The Proclamation did not free slaves in the four slave states that had refused to join the rebels. But a “war powers” proclamation could only operate on those who were at war with the government; those four states were not, and any effort to reach into them would be met with disastrous legal challenges, and Lincoln was afraid of driving these “border” states away from the Union. Not until the 1864 congressional elections gave Lincoln an irrefutable mandate was he able to press onward to a constitutional amendment that ended slavery everywhere in the nation.
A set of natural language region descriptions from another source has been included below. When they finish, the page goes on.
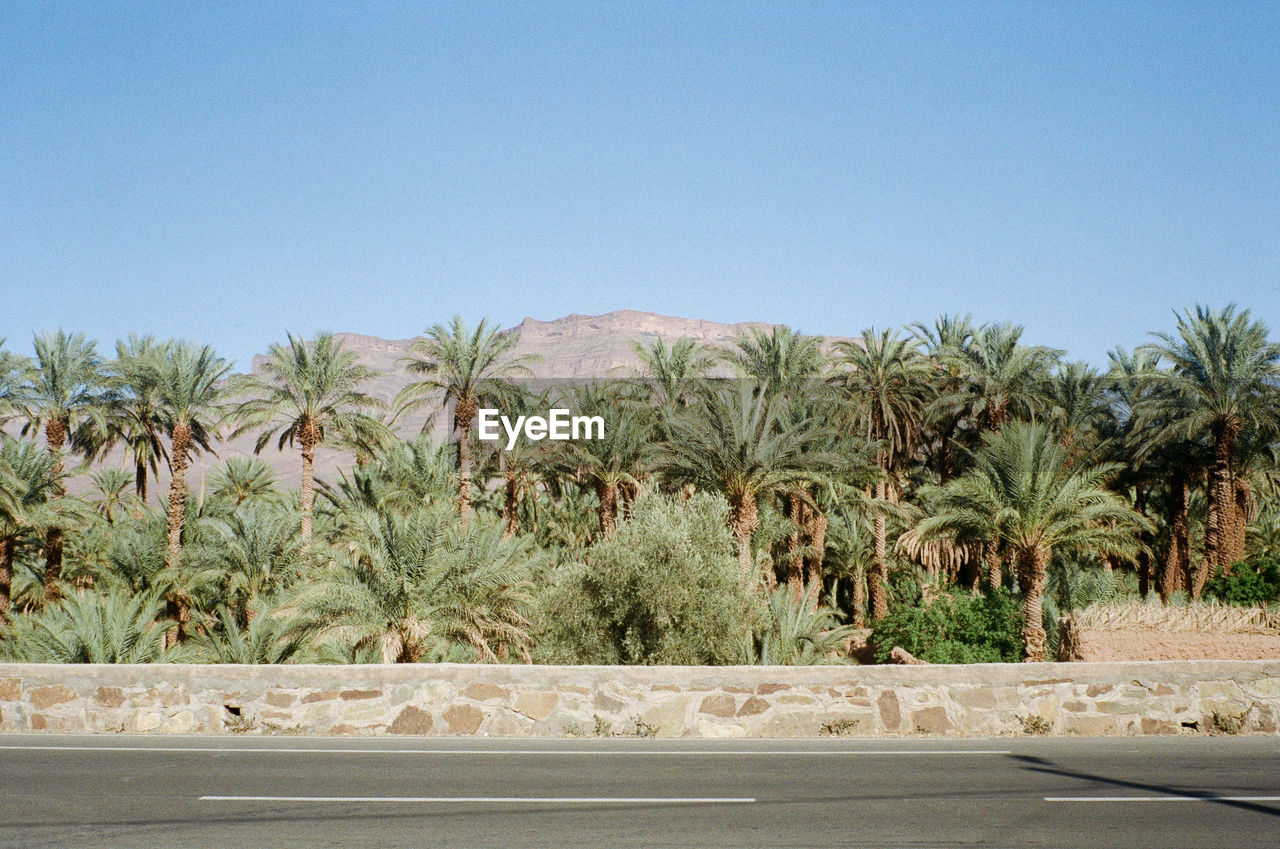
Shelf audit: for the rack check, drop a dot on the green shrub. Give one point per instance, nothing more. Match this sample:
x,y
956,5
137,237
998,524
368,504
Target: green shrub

We love the drama of the “gotcha” moment in politics, even though we know that the drama frequently tramples all over complexity. It’s no different in history. Understanding our history can’t be done by cherry-picking “gotcha” phrases from Lincoln or smirking over the blemishes of the Founders. The study of history is like the rebuilding of disappeared cathedrals—it can’t be done by hurriedly putting up a tin shack and then complaining about how cheap the cathedral looks. It requires the patient reconstruction of the full world someone like Lincoln lived in, with all the options and all the obstructions as clearly in view to our eyes as they were to his.
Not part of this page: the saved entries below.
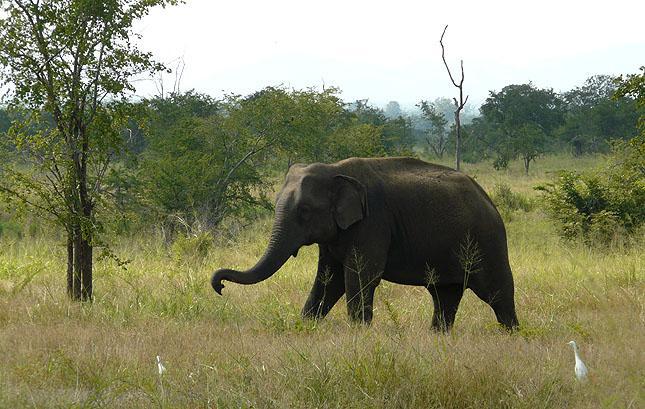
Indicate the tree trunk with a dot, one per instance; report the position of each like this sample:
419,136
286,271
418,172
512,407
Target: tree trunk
70,264
457,140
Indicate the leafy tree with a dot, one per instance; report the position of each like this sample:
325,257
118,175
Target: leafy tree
69,64
437,137
203,160
5,120
519,120
593,117
393,110
362,140
633,86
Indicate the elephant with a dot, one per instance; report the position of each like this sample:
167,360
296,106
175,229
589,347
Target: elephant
402,220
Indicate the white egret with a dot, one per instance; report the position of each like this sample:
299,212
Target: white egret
580,368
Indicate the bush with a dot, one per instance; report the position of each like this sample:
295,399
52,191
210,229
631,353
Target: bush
608,203
508,201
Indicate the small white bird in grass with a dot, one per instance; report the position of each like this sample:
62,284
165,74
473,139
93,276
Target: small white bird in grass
160,366
581,368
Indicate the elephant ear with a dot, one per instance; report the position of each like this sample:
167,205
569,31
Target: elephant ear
350,201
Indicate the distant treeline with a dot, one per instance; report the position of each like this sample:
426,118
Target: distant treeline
190,159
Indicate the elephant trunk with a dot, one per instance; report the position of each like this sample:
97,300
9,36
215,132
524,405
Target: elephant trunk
279,249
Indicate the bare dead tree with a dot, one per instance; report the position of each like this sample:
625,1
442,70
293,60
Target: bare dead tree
459,105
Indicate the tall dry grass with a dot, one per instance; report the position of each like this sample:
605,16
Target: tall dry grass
250,348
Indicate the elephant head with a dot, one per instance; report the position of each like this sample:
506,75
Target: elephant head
313,206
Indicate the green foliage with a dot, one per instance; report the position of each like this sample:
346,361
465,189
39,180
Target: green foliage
633,86
507,200
68,65
363,140
599,206
518,121
436,137
201,161
594,118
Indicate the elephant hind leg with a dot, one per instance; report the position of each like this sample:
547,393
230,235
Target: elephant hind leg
446,300
499,294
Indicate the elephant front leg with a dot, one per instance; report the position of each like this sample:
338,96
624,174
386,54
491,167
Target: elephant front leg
363,272
327,289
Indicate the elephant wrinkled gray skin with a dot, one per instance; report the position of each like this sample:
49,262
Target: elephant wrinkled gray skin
396,219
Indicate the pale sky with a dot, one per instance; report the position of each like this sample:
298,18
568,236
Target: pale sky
389,50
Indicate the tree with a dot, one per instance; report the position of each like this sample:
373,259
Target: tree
519,120
459,105
436,138
69,65
393,110
633,86
593,117
203,161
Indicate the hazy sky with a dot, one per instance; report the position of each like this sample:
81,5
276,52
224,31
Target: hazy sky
390,50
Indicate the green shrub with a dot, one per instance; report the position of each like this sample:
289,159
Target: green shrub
508,201
193,246
608,203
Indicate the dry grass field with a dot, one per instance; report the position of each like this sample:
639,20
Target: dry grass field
250,348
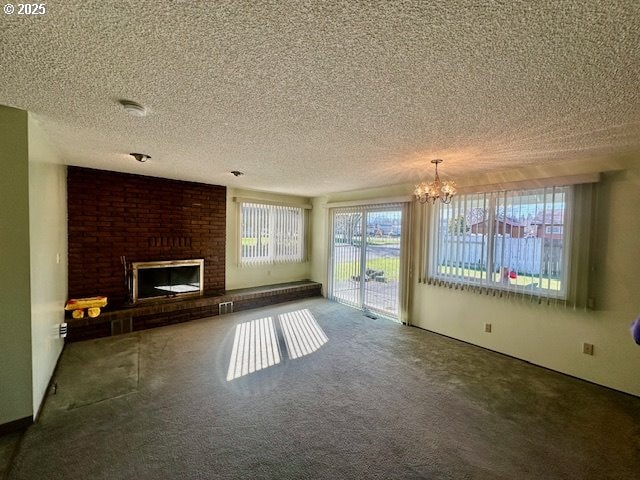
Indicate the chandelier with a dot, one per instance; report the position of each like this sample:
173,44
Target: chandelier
429,192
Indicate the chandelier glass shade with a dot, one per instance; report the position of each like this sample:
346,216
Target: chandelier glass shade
430,192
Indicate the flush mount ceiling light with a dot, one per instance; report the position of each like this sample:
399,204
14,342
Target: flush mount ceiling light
430,192
141,157
134,109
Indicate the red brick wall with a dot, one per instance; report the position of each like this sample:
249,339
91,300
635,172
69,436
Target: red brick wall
144,218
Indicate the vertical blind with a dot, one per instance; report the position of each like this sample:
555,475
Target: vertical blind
509,242
271,233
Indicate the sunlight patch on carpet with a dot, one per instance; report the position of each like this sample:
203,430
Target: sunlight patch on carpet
255,347
302,334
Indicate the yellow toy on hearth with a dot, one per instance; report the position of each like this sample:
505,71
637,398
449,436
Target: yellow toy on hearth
92,304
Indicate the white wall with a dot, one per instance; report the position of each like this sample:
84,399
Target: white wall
548,336
48,238
256,275
15,301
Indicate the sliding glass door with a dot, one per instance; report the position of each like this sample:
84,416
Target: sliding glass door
367,263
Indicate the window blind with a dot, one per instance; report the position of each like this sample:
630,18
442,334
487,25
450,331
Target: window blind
271,233
504,243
Several years ago, speaking at a college in upstate New York, I laid out the legal niceties of Lincoln’s strategy for emancipation. But the niceties didn’t satisfy one questioner in the audience, who complained that it just ”didn’t feel right” to say that “Lincoln freed the slaves.” He was afraid that Lincoln was being given credit he didn’t really deserve, while the role of everyone else—including the slaves—was neglected. It’s true that many hands pulled down the edifice of slavery. But Lincoln’s hands remain the most important, even if to some of us they seemed puzzlingly slow in doing their work. Without Lincoln’s attention to the legalities of emancipation, fugitive slaves would never be anything more than fugitives, and a civil war might have ended with federal courts still protecting slaveholding. Frederick Douglass, the African-American abolitionist, understood this when he said that, “viewed from the genuine abolition ground, Mr. Lincoln seemed tardy, cold, dull, and indifferent; but measuring him by the sentiment of his country, a sentiment he was bound as a statesman to consult, he was swift, zealous, radical, and determined.” Our understanding of our history, and of Abraham Lincoln, needs to be reminded of that.